Obviously, none of this is new stuff, even if I am just getting around to it. There is a surprisingly entertaining and coherent article from a 1930s edition of Scientific American that I stumbled across in my researches. Interestingly enough, the current issue has as its cover story "Living in a Quantum World". Which leads back to my recent interest. As this recent issue has it, we are used to thinking that quantum mechanics applies mainly to the subatomic world--i.e., one which, in our daily life, we need not particularly concern ourselves. Classical physics works well enough. But apparently  most physicists now concur that there is no gap between the subatomic world and the day to day one--it's only that they're finally able to see the effect on a larger scale as well.

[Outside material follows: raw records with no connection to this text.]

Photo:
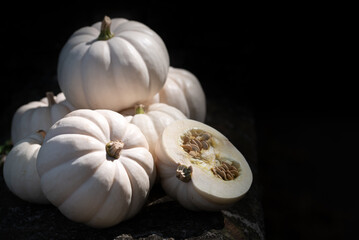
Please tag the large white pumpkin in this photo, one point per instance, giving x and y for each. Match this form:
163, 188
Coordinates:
112, 66
183, 91
96, 167
20, 172
38, 115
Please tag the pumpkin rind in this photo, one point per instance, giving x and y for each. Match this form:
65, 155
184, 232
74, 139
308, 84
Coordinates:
113, 74
153, 121
82, 180
38, 115
20, 172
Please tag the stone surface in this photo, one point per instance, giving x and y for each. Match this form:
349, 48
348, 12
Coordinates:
162, 217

I am not really of a scientific bent, so of course my real interest comes through literature. We've been doing a little Finnegans Wake reading group here in Santa Cruz, and more and more its become apparent to us that the at the time relatively new understanding of quantum physics influenced Joyce in writing the book. In fact, as I just learned in the beginning of a paper written by Andrzej Duzsenko on Joyce and quantum physics, its clear that Joyce, who wrote the Wake between 1923 and 1939 was highly influenced by this revolution in scientific thought, as were many other  artists of the time.

Nevertheless, my sense is that it is only now that real understanding of the implications of this new model are truly beginning to work their way through our collective consciousness. Or am I just behind? Maybe all the rest of you switch frequently from the mindset of classical physics and the mindset of quantum physics. If so, please enlighten me how it's working out for you. And if you've tried any quantum jumping, let me know that too. Just don't send them any money on my account.

Or from my account either.

Oh, the blog plug. Let's do a fast one for Brian O'Rourke , who has been a bit out of blog land of late, due to new fatherhood, but who seems to be returning a bit, a habit I hope to encourage. Brian is one of those freewheeling blogs where I've learned a bit about everything from beer pong to great movies, but right now he's doing one of his hallmark features called "Promote Whatever You Want". I suppose there are some restrictions, like not promoting, say, napalm, but the only real rule is that you can't promote him. On the blog. So technically, I'm not cheating.